Perhaps it’s a byproduct of time on social media, more schools teaching personal finance classes, a simple desire to “have nice things” or a combination of all of the above, but the fact is teenagers are increasingly interested in finance and accumulating money.
That’s good news for parents because the earlier good financial habits and lessons start, the better off children will be when they become adults. Building strong foundations of personal finance can truly set kids up for life even the parents aren’t wealthy in a monetary sense.
However, many parents – and this is true across socioeconomic backgrounds – struggle to start financial conversations with their teenage offspring. Likely making matters worse is the fact that many of today’s parents are themselves the children of parents viewed conversations about money as taboo. Looked at differently, many of today’s parents lack the foundation to provide financial foundations to their own kids.
For advisors and parents reading this, don’t fret because what follows are some tips on talking money with your teens.
Know Their Interests, Motivations
The Schwab Teen Investing survey provides advisors and parents with a framework for discussing financial matters with teenagers. One of the interesting points in the survey is that it says 70% of teens are interested in investing – good news to be sure.
“Their top motivation is to get more money (45%). But they also see it as both a financial and educational opportunity, with 34% wanting to invest to pay for college and 33% wanting to learn how money and investments work,” notes Schwab.
Knowing that a teenager is interested in financial markets is only half the battle. In order to have productive conversations, parents need to know what asset classes, industries, etc. appeal to their teens. The table below, courtesy of Schwab, includes an interesting mix with some surprises and areas of intrigue that are predictable.
Chances are many parents are already engaged with AI stocks or funds. Likewise, the food and drink category is an appealing conversation starter for parents with investing-interested teens. Look at it this way. Your teen may be a devoted consumer of energy or soft drinks or snacks, but they probably don’t realize that they’re too young to be heavily exposed to the slow-growth consumer staples sector.
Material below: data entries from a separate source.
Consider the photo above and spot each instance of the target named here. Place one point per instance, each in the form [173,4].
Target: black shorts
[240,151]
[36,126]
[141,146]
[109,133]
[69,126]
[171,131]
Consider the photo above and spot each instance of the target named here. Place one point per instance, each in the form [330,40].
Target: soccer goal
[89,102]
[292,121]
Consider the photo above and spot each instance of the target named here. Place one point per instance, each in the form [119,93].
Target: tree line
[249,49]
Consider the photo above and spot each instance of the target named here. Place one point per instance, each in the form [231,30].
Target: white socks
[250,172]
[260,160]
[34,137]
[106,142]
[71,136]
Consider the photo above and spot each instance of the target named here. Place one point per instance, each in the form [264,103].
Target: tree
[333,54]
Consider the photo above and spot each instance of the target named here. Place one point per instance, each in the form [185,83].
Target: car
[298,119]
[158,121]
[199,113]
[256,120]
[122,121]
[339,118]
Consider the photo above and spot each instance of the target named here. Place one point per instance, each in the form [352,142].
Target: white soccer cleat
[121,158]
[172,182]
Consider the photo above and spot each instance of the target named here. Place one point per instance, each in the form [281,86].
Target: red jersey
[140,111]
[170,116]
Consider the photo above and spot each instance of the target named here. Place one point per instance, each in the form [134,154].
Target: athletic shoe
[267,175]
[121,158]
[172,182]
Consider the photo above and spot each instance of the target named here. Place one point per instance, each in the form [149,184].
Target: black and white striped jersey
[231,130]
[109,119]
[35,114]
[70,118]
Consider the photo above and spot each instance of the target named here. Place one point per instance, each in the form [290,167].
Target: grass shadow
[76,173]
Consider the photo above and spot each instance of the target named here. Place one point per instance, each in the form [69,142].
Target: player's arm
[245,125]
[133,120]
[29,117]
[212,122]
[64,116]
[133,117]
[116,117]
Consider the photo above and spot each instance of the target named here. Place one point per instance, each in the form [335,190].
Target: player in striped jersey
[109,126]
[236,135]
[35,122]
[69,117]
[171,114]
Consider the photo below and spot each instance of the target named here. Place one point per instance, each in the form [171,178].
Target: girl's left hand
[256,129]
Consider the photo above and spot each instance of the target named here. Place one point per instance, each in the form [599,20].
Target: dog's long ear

Parents Want to Be Teachers
In what represents more good news for the financial futures of today’s youth, plenty of parents want to have related conversations with their teens. That says they’re not daunted by the subject matter and they’re up to the task.
Sticking with that theme, there’s room here for advisors provide value-adds in the form of equipping parents with the strategies and tools needed to have these talks with their kids. Data confirm the demand is there.
“Seventy-three percent of parents believe it is very important for teens to learn about investing,” adds Schwab. “For parents, the desire for their teens to learn about investing is about teaching financial responsibility (69%), giving them a financial head start (65%), and ensuring they learn important financial concepts like growing wealth over time (64%). To many parents, investing is a life skill they want their kids to learn early.”